Molecular Regulation of Long-term Immune Memory

长期免疫记忆的分子调控

• 批准号: 9078220
• 负责人: JIN WANG
• 金额: $ 3.23万
• 依托单位: BAYLOR COLLEGE OF MEDICINE
• 依托单位国家: 美国
• 财政年份: 2016
• 资助国家: 美国
• 起止时间: 2016-04-01 至 2016-07-31
• 项目状态: 已结题
• 来源: https://reporter.nih.gov/project-details/9078220
• 关键词: Affect; Antibody Response; Antigens; Autophagocytosis; B-Lymphocytes; BCL2 gene; Binding Proteins; Cell Death; Cell Death Induction; Cell Death Signaling Process; Cell Maintenance; Cells; Cytosol; DNA; Defect; Development; Failure; Family member; Gene Silencing; Generations; Genes; Glycolysis; Immune; Immune response; Immunization; Immunologic Memory; Infection; Inflammation; Knockout Mice; Lead; Lipid Peroxidation; Lipoxygenase; Lymphocyte; Maintenance; Mass Spectrum Analysis; Measures; Mediating; Membrane Lipids; Memory; Memory B-Lymphocyte; Metabolic; Mitochondria; Mitochondrial DNA; Molecular; Mus; Oxidative Phosphorylation; Oxidative Stress; Pathway interactions; Process; Production; Proteins; Proteomics; Quality Control; Regulation; Role; Signaling Molecule; T memory cell; Testing; Vaccination; Vaccines; Viral; Virus Diseases; Work; fatty acid oxidation; mitochondrial autophagy; novel; overexpression; pathogen; public health relevance; research study; success

 DESCRIPTION (provided by applicant): Effective generation and long-term maintenance of immune memory cells are critical for the success of vaccines against pathogens.
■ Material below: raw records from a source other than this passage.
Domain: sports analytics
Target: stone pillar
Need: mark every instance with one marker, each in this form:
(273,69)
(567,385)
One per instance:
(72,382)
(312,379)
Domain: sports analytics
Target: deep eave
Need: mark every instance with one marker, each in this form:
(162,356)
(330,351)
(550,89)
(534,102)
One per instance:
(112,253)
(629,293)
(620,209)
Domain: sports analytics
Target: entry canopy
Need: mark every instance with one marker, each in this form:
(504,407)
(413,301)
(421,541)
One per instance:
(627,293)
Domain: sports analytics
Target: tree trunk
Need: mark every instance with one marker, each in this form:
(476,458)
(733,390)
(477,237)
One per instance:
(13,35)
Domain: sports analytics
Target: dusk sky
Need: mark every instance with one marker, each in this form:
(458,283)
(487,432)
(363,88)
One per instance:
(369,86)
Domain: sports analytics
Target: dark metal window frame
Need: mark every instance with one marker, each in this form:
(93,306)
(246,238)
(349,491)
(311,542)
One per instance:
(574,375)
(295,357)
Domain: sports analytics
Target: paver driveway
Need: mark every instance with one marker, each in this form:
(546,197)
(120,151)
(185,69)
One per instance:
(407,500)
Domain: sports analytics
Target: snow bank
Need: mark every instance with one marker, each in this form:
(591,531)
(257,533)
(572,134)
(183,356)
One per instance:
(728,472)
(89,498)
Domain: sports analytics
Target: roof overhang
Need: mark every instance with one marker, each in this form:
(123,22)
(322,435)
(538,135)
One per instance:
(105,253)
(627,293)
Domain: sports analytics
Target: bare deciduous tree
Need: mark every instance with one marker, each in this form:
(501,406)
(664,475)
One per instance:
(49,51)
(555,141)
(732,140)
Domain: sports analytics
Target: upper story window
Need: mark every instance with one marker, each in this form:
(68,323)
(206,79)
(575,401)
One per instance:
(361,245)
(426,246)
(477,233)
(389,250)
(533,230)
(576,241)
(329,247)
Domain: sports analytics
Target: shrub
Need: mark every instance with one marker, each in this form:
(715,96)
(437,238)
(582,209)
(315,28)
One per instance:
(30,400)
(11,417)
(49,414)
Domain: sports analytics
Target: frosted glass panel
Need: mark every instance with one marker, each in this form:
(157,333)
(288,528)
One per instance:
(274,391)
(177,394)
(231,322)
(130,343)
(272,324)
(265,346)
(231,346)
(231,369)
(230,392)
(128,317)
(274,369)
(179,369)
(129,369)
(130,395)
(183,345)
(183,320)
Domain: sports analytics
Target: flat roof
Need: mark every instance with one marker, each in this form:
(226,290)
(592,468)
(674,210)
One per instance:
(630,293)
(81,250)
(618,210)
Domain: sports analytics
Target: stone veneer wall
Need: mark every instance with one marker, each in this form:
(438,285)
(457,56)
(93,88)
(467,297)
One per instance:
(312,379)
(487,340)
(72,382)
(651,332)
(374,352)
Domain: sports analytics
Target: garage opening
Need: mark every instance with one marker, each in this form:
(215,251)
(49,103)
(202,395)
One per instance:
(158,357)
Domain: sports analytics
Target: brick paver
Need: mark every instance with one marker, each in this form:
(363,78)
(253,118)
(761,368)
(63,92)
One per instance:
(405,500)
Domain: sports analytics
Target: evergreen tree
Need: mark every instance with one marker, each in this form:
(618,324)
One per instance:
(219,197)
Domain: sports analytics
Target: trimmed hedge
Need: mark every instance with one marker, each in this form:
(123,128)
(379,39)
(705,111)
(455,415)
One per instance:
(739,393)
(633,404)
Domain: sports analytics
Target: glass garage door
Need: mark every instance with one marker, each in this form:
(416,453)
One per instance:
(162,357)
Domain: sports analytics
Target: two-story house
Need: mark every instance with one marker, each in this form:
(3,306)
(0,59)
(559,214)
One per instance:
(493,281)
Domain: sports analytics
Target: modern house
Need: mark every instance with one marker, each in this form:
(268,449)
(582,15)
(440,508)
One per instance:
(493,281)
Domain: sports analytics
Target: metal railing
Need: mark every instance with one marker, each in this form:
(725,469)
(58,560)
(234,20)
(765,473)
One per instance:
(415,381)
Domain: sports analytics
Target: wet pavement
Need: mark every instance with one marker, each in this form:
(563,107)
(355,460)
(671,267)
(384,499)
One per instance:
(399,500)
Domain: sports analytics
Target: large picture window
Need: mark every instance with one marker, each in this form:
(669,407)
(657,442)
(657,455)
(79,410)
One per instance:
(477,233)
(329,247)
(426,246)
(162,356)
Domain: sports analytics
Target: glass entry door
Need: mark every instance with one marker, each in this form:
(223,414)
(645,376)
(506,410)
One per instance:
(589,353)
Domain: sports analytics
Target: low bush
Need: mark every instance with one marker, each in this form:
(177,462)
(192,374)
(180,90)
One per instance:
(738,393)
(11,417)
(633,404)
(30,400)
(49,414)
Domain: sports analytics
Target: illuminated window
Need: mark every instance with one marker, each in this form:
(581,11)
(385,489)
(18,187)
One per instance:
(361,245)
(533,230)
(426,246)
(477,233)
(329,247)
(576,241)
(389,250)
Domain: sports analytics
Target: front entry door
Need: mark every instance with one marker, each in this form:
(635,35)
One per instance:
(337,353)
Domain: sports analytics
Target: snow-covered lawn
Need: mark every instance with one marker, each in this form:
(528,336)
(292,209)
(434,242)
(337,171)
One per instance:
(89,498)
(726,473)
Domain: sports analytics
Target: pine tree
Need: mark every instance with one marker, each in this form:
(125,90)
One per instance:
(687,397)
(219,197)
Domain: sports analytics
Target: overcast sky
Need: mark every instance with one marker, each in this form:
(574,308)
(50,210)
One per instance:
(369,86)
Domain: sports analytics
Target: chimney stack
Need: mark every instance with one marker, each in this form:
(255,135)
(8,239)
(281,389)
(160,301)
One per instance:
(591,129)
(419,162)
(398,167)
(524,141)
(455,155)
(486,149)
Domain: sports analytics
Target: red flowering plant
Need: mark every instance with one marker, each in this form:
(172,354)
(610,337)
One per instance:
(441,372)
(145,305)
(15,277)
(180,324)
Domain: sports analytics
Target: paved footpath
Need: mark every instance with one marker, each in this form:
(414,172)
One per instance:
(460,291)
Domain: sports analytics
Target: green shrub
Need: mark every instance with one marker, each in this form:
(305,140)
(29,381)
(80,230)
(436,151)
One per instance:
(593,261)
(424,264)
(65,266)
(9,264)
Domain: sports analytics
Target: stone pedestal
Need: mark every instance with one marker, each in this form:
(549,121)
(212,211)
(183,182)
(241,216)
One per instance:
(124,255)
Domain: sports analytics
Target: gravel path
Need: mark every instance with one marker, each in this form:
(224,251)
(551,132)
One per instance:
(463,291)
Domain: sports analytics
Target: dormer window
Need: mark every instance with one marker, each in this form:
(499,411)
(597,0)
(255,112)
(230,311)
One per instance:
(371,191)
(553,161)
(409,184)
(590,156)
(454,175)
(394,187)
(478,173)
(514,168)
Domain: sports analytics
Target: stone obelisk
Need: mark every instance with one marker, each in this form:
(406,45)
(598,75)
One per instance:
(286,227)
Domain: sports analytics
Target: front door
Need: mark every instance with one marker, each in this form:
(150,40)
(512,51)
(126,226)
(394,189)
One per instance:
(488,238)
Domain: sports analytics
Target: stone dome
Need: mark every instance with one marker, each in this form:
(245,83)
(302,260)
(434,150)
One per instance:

Mice with autophagy deficiency in B cells show a severe defect in the maintenance of memory B cells after immunization, and succumb to viral infections due to failure to generate protective secondary antibody responses. Autophagy is required for the long-term persistence of memory B cells to protect against viral infections. Similarly, it has been shown that autophagy is also required for the protection of memory T cells. However, the precise mechanisms for autophagy in the protection of memory B cells remain to be defined. We have found that Nix and Bnip3, two Bcl-2 family members important for mitochondrial autophagy, are required for the generation of antigen-specific memory B cells. We hypothesize that autophagy is essential for the protection of mitochondrial functions to protect the survival and functions of memory B cells. We will perform the following experiments to test this hypothesis: 1) To determine the molecular mechanisms by which Nix and Bnip3- dependent mitochondrial autophagy protects antigen-specific memory B cells. Whether defective mitochondrial autophagy in Nix- and Bnip3-deficient memory B cells leads to aberrant metabolic functions will be determined; 2) To test the hypothesis that mitochondrial autophagy protects against cell death in memory B cells. Whether disruption of mitochondrial integrity leads to the release of mitochondrial ptoteins or DNA in the induction of cell death in memory B cells; and 3) To determine the molecular mechanisms for mitochondrial autophagy in memory B cells. The functions of novel Nix- and Bnip3-interacting proteins in the regulation of mitochondrial autophagy will be studied. The findings from this study may facilitate the development of better strategies to enhance the efficacy of vaccination against infections by targeting mitochondrial autophagy.

 描述（由申请方提供）：免疫记忆细胞的有效产生和长期维持对于疫苗成功对抗病原体至关重要。在B细胞中具有自噬缺陷的小鼠在免疫接种后在记忆B细胞的维持方面显示出严重缺陷，并且由于不能产生保护性二次抗体应答而使B死于病毒感染。自噬是记忆B细胞长期存活以抵御病毒感染所必需的。类似地，已经表明自噬也是保护记忆T细胞所必需的。然而，自噬保护记忆B细胞的确切机制仍有待确定。我们发现Nix和Bnip 3（两个对线粒体自噬很重要的Bcl-2家族成员）是抗原特异性记忆B细胞产生所需的。我们假设自噬对于保护线粒体功能以保护记忆B细胞的存活和功能是必不可少的。我们将进行以下实验来验证这一假设：1）确定Nix和Bnip 3依赖的线粒体自噬保护抗原特异性记忆B细胞的分子机制。将确定Nix和Bnip 3缺陷型记忆B细胞中缺陷型线粒体自噬是否导致异常代谢功能; 2）检验线粒体自噬防止记忆B细胞中细胞死亡的假设。在记忆B细胞中，线粒体完整性的破坏是否导致线粒体蛋白或DNA的释放;以及3）确定记忆B细胞中线粒体自噬的分子机制。将研究新型Nix和Bnip 3相互作用蛋白在线粒体自噬调节中的功能。这项研究的发现可能有助于开发更好的策略，通过靶向线粒体自噬来提高疫苗接种对感染的有效性。